1

I'm used to start an sbatch script in a cluster where the nodes have 32 CPUs and where my code needs a power of 2 number of processors.

For exemple i do this:

#SBATCH -N 1
#SBATCH -n 16
#SBATCH --ntasks-per-node=16

or

#SBATCH -N 2
#SBATCH -n 64
#SBATCH --ntasks-per-node=32

However i now need to use a different cluster where each node has 40 CPUs. For the moment i'm using only one node and 32 processes to do testing:

#SBATCH --ntasks=32
#SBATCH --ntasks-per-node=32

(I got this later script from the documentation of the cluster. They don't use in this example the #SBATCH -N line, i don't know why but maybe because it is an example)

However i will now need to do larger simulations with 512 processors. The closer number of nodes i will need to use is 13 (ie 40*13=520 processors). Now the problem is that the number of task per node will not be (technically) an integer.

I think a solution will be to ask for 13 nodes where i will fully use 12 and only i will not fully use the last one.

My question is how do i do this?, Is there another way of doing this without changing the code? (It will not be possible to change the code, is a huge code).

And a simulation with 512 proc will take 10 hours minimum, so doing a larger simulation with 32 procs will take a week. And i don't only need one simulation but at least 20 for the moment.

Another solution will be to ask for 16 nodes (32*16=512) and only use 32 procs per node. However this will be a waste of processors and number of hours I'm allowed in the cluster.

Gundro
  • 139
  • 9
  • do not specify `--ntasks-per-node`. It is either redundant or incompatible with `-N` and `-n` – Gilles Gouaillardet Oct 29 '20 at 11:04
  • 3
    Just use solely `#SBATCH -n 512` and slurm will allocate you the minimum number of nodes you need to accommodate your job, and will also load-balance the processes between nodes so that each node gets as close as possible the same number of processes. You can for the sake of avoiding the risk of sharing nodes with other users, add `#SBATCH --exclusive` – Gilles Oct 29 '20 at 15:03
  • Ok, i will try to only use `-n 512`. That sounds logical, but because I'm new to using slurm i didn't know. Because in the examples of both cluster they use `--ntasks-per-node` i thought it was a must – Gundro Oct 30 '20 at 17:13
  • @Gilles It works, thank you. I erased the `--ntasks-per-node` line and left only the `-n 512` and it worked like a charm. How do i put your comment as answer? – Gundro Nov 05 '20 at 12:10
  • 1
    just write it as an answer yourself and accept it. I'm happy for you to get the corresponding reps :) – Gilles Nov 05 '20 at 14:30

1 Answers1

1

Ok the answer is simple but depends on the machine you are working. But i think it should work every time.
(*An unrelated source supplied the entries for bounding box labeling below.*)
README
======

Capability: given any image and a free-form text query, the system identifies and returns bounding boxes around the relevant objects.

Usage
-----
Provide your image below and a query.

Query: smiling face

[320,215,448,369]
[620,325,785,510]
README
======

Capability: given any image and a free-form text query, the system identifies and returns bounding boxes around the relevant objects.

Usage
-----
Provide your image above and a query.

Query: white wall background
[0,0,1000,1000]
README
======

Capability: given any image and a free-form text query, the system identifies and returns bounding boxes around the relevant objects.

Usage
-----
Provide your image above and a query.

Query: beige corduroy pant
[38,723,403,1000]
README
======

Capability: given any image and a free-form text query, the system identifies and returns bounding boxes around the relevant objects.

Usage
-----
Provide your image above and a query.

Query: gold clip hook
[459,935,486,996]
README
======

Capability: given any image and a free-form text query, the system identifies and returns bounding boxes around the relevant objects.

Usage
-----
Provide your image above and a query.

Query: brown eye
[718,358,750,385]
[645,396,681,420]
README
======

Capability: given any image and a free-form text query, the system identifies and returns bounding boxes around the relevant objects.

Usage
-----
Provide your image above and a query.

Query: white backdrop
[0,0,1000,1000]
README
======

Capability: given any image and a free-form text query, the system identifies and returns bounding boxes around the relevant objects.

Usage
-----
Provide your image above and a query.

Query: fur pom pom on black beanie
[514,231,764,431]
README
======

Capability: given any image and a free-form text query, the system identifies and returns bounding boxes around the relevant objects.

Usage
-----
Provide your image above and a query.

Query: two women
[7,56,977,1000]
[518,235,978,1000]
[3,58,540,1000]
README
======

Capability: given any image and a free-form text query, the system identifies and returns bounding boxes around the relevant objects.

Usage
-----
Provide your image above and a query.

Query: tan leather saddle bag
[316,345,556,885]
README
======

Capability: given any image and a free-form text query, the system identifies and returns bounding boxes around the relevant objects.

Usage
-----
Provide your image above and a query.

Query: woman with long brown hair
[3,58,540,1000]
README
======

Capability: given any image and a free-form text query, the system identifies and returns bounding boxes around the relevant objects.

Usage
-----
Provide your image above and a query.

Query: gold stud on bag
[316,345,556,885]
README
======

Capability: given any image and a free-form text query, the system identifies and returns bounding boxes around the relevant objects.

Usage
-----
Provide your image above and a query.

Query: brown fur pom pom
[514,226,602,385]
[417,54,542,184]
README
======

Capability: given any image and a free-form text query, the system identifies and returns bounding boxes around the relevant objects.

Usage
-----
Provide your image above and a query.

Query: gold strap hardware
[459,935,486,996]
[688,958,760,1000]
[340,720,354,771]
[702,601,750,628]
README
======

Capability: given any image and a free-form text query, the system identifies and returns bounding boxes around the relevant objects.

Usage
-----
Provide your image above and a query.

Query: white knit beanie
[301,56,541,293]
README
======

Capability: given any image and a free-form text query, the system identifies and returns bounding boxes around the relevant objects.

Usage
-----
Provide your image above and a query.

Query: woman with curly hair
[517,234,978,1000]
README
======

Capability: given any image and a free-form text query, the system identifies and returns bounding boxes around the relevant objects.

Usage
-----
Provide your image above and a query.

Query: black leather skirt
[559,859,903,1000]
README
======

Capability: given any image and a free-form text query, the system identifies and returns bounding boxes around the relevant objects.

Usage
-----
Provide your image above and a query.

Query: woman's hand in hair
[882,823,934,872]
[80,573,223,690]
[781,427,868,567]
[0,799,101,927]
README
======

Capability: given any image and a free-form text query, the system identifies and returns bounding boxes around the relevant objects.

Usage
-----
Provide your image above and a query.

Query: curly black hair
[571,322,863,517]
In the case of the second cluster i don't need to specify the line --ntasks-per-node=512. I just need to tell the machine how many tasks i need in total --tasks=512, automatically the machine will allocate the corresponding number of nodes necessary to do those tasks.

Important: If your ntasks is not a multiple of the processors per node, then the last node will be not completely used. For example in my case i need 512 tasks, this corresponds to 13 nodes = 520 processors. The first 12 processors are fully used but the last one is not and leaves 8 processors empty.

Note that this can cause some optimisation problems in some codes because the processes on the last node will need to communicate with the majority of processes in the other node(s). For me is not a problem but i know another code where this is a problem.

Gundro
  • 139
  • 9